Die Demokraten haben gut abgeschnitten, aber das Ergebnis war auch nicht schlecht für Trump. Es sieht so aus, als hätten die Amerikaner sich etwas beruhigt, was seine Führung angeht. Deshalb ist das Rennen um die Präsidentschaftswahl 2020 sehr offen.
Wie meinen Sie das?
Ich denke, dass es in der Mitte der amerikanischen Gesellschaft Leute gibt, die zwischen Trump dem Twitterer und Trump dem Führer unterscheiden. Trump ist ein Geschäftsmann, der in die Politik gewechselt ist und nicht nach den Regeln spielt.
Man muss aufpassen, dass man sich über seine persönlichen Bemerkungen und die Tweets nicht so sehr empört, dass man nicht mehr klarsieht. Die Politik, die er macht, ist viel republikanischer, als man vielleicht denkt, besonders die Wirtschaftspolitik.

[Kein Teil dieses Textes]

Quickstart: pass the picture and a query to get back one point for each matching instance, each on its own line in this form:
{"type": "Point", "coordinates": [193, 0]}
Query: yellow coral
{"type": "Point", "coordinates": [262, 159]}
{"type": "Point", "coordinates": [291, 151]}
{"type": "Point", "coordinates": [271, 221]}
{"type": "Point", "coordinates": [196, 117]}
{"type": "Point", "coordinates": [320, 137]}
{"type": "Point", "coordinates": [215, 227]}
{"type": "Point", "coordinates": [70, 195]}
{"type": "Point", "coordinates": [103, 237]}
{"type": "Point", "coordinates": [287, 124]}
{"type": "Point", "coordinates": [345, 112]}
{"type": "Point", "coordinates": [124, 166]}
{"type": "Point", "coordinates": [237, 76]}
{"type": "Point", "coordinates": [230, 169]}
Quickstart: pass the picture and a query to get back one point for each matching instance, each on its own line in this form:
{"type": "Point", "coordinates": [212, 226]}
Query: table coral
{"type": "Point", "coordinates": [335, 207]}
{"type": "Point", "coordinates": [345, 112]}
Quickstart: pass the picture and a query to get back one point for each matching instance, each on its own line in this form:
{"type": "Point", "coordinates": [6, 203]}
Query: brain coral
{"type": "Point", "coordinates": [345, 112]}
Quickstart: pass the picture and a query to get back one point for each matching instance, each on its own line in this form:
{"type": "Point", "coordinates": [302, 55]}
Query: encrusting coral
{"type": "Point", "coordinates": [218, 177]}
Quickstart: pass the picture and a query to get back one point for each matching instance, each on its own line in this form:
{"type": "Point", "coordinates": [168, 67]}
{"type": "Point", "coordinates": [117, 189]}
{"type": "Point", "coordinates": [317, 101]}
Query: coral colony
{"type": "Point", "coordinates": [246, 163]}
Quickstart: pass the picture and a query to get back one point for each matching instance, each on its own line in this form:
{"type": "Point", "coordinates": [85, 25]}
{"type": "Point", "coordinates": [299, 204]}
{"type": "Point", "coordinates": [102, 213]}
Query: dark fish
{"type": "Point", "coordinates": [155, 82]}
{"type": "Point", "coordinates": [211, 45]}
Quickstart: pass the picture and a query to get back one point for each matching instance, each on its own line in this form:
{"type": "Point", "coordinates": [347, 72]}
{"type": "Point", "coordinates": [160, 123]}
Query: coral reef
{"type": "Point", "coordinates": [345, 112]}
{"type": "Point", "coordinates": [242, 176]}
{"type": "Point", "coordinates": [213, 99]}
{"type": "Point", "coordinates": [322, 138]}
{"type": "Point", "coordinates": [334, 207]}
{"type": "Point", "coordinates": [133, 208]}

Sie meinen doch nicht etwa die protektionistische Handelspolitik?
Wir haben noch keinen Handelskrieg. Trump bringt einige Praktiken von China zur Sprache. Und seien wir ehrlich: In einigen Punkten hat er recht. Die Chinesen haben ein Problem mit ihren abgeschotteten Märkten und mit dem Schutz von geistigem Eigentum. Natürlich sollten wir es nicht zu einem ausgewachsenen Handelskrieg kommen lassen. Aber die Amerikaner wollen vielleicht, dass die Chinesen ihnen antworten.
Herr Blair, vielen Dank für das Interview.